Artificial intelligence has become a focal point of geopolitical competition in ways that make international coordination on governance norms simultaneously more necessary and more difficult than for any previous dual-use technology. The combination of national security implications, economic competitiveness stakes, and the speed of capability development creates a coordination problem that existing international institutions were not designed to solve and that the major AI-developing nations have different interests in resolving.
The US-China dynamic is the most consequential for AI governance. Both nations view AI leadership as central to long-term economic and military power. Both are investing at extraordinary scale in AI research and deployment. Both are acutely aware that governance frameworks that constrain their own development while not constraining their competitor would represent strategic disadvantage. This mutual awareness creates a prisoners’ dilemma in which both parties would benefit from coordinated safety standards but have strong incentives to defect if they believe coordination is being used to disadvantage them.
The Bletchley Park AI Safety Summit of 2023 and its successors represented the most ambitious attempt to establish international cooperation norms. The Frontier AI Safety Commitments signed by major AI companies from multiple countries and the joint government statements about frontier model risks established rhetorical common ground that subsequent diplomatic engagement has struggled to translate into substantive coordination. The gap between agreement on the importance of AI safety and agreement on specific governance mechanisms that all major actors will observe remains large.

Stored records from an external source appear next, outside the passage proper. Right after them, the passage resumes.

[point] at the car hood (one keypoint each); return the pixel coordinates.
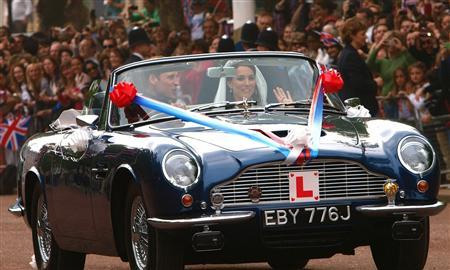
(335, 130)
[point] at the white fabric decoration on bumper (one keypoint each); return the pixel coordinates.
(298, 138)
(78, 140)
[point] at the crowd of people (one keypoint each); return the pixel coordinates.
(394, 55)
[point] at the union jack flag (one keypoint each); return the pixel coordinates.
(13, 132)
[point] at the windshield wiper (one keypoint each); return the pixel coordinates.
(295, 104)
(226, 105)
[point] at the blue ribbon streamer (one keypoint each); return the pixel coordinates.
(209, 122)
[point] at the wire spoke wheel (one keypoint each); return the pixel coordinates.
(44, 232)
(139, 233)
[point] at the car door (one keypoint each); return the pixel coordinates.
(70, 193)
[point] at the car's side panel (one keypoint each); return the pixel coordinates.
(69, 193)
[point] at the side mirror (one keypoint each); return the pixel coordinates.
(332, 81)
(87, 120)
(352, 102)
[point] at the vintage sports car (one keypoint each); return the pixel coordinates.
(226, 158)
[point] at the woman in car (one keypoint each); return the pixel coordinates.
(248, 82)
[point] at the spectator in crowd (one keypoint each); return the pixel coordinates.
(65, 55)
(226, 44)
(298, 43)
(210, 30)
(81, 79)
(267, 40)
(55, 49)
(51, 73)
(116, 58)
(249, 35)
(139, 43)
(21, 12)
(88, 49)
(358, 80)
(402, 89)
(397, 56)
(113, 8)
(197, 19)
(264, 20)
(76, 14)
(92, 69)
(149, 14)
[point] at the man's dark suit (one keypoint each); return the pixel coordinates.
(133, 58)
(358, 80)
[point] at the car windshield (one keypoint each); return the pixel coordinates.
(207, 84)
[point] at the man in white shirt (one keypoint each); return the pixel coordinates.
(20, 13)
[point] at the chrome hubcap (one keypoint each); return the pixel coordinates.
(139, 233)
(43, 230)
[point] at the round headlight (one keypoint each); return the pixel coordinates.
(180, 168)
(416, 154)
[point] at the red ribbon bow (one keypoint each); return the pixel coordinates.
(123, 94)
(332, 81)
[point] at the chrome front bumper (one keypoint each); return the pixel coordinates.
(222, 218)
(387, 210)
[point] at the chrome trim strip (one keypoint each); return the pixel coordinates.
(385, 210)
(222, 218)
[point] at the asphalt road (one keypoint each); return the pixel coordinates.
(16, 249)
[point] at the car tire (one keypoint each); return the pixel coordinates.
(148, 248)
(390, 254)
(48, 255)
(286, 265)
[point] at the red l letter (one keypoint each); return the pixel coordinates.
(301, 193)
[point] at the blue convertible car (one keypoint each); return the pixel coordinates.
(216, 161)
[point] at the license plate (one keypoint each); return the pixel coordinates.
(307, 216)
(304, 186)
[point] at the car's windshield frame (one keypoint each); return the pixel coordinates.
(190, 58)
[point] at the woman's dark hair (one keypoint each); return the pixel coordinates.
(119, 52)
(255, 95)
(96, 66)
(329, 5)
(351, 27)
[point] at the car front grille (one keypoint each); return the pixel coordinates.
(337, 180)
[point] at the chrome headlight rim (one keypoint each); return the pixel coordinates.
(189, 155)
(424, 142)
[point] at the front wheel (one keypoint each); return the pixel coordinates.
(47, 253)
(148, 248)
(390, 254)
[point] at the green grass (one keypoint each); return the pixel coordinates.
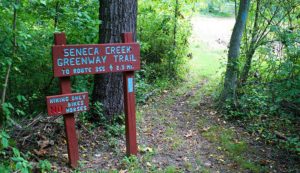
(233, 149)
(206, 62)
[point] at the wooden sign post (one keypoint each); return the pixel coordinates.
(129, 105)
(70, 60)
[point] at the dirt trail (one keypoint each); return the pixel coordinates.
(173, 134)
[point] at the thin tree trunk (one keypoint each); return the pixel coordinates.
(252, 48)
(14, 49)
(117, 16)
(235, 8)
(230, 83)
(176, 11)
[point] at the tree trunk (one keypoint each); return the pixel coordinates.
(173, 59)
(252, 48)
(230, 83)
(117, 16)
(14, 51)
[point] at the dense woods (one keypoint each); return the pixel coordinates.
(258, 88)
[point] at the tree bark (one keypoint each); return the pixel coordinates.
(252, 48)
(14, 50)
(230, 83)
(3, 118)
(117, 16)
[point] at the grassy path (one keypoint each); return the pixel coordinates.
(179, 130)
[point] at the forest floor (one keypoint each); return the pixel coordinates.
(178, 130)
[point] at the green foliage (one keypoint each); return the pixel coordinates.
(12, 160)
(224, 8)
(269, 98)
(44, 166)
(163, 38)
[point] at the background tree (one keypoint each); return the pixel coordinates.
(117, 16)
(230, 82)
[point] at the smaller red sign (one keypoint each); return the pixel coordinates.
(71, 60)
(67, 103)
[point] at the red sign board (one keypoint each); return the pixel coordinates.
(67, 103)
(70, 60)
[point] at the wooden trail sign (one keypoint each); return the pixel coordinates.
(67, 103)
(70, 60)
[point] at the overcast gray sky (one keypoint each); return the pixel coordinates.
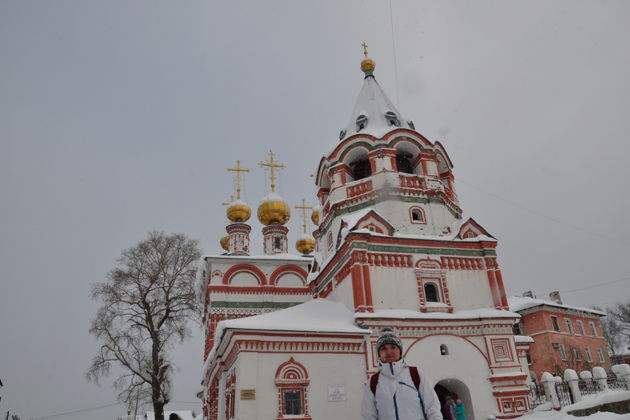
(117, 118)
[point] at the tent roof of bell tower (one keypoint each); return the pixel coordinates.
(373, 113)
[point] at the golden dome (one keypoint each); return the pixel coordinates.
(305, 244)
(273, 210)
(238, 212)
(368, 65)
(315, 217)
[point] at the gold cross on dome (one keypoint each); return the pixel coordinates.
(364, 45)
(229, 202)
(272, 165)
(304, 207)
(238, 179)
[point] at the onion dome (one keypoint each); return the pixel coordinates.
(225, 242)
(306, 244)
(367, 66)
(315, 216)
(238, 211)
(273, 210)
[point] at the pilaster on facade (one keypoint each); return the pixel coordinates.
(238, 238)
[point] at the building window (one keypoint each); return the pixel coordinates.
(361, 122)
(292, 402)
(589, 356)
(417, 215)
(430, 292)
(361, 169)
(517, 329)
(580, 325)
(569, 325)
(554, 323)
(292, 383)
(403, 162)
(563, 354)
(600, 355)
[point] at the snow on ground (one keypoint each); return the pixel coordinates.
(588, 401)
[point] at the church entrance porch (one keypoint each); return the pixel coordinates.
(456, 389)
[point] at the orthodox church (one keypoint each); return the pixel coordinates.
(293, 336)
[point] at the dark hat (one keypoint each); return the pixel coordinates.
(388, 336)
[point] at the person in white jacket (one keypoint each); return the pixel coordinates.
(395, 395)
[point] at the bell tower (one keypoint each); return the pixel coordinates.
(383, 164)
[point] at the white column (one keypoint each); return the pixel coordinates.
(622, 371)
(570, 376)
(600, 376)
(549, 385)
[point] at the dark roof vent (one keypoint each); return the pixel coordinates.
(361, 122)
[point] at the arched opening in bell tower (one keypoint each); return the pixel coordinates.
(403, 162)
(359, 163)
(457, 390)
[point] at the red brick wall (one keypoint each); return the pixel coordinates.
(546, 358)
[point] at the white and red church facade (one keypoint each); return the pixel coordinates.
(294, 336)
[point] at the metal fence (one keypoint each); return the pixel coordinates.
(564, 393)
(616, 383)
(588, 386)
(536, 395)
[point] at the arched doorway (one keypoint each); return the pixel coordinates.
(457, 390)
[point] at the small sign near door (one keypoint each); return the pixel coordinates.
(336, 393)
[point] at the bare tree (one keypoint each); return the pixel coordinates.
(147, 301)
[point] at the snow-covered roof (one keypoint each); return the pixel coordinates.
(373, 103)
(280, 256)
(184, 415)
(523, 339)
(317, 315)
(520, 303)
(465, 314)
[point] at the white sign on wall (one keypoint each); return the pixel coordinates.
(336, 393)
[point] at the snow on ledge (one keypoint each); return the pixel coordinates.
(520, 303)
(466, 314)
(587, 402)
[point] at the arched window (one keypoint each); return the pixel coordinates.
(361, 122)
(403, 162)
(392, 119)
(430, 292)
(361, 169)
(292, 383)
(443, 350)
(417, 215)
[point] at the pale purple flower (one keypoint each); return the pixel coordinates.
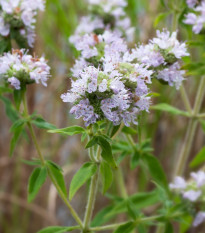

Technical standards — the detailed specifications for how AI systems are evaluated, documented, and monitored — offer a more tractable coordination problem than the high-politics questions about development constraints and deployment restrictions. Organizations like ISO, IEEE, and NIST are developing AI evaluation and documentation standards through processes that include multiple national stakeholders. If these technical standards achieve broad adoption, they create a foundation for mutual recognition of AI safety evaluations that reduces the transaction costs of international commercial AI deployment even in the absence of comprehensive political agreement on governance frameworks.
Key Insights and Practical Implications
Understanding the forces driving change in any field requires looking beyond the surface-level headlines to the structural shifts unfolding beneath them. The most important trends are rarely the noisiest ones — they are the ones that quietly reshape competitive dynamics, regulatory landscapes, and consumer expectations over multi-year timeframes.
Acting on these insights requires distinguishing between what is knowable, what is uncertain, and what is unknowable. The knowable trends — demographic shifts, infrastructure investments, regulatory trajectories — can be planned for with reasonable confidence. The uncertain ones call for scenario planning and optionality. The unknowable ones call for resilience and adaptability rather than prediction.
- Monitor leading indicators, not just lagging ones — they provide earlier signals for course correction.
- Build relationships with domain experts who can provide on-the-ground intelligence beyond public data.
- Test assumptions regularly — the most dangerous belief is one that has never been questioned.
- Maintain strategic flexibility; lock in commitments only when uncertainty resolves.
Key takeaway: The organizations and individuals who navigate change most successfully share a common orientation: they are curious rather than certain, adaptive rather than rigid, and focused on long-term positioning rather than short-term optimization. In a fast-moving environment, that orientation is the most durable competitive advantage of all.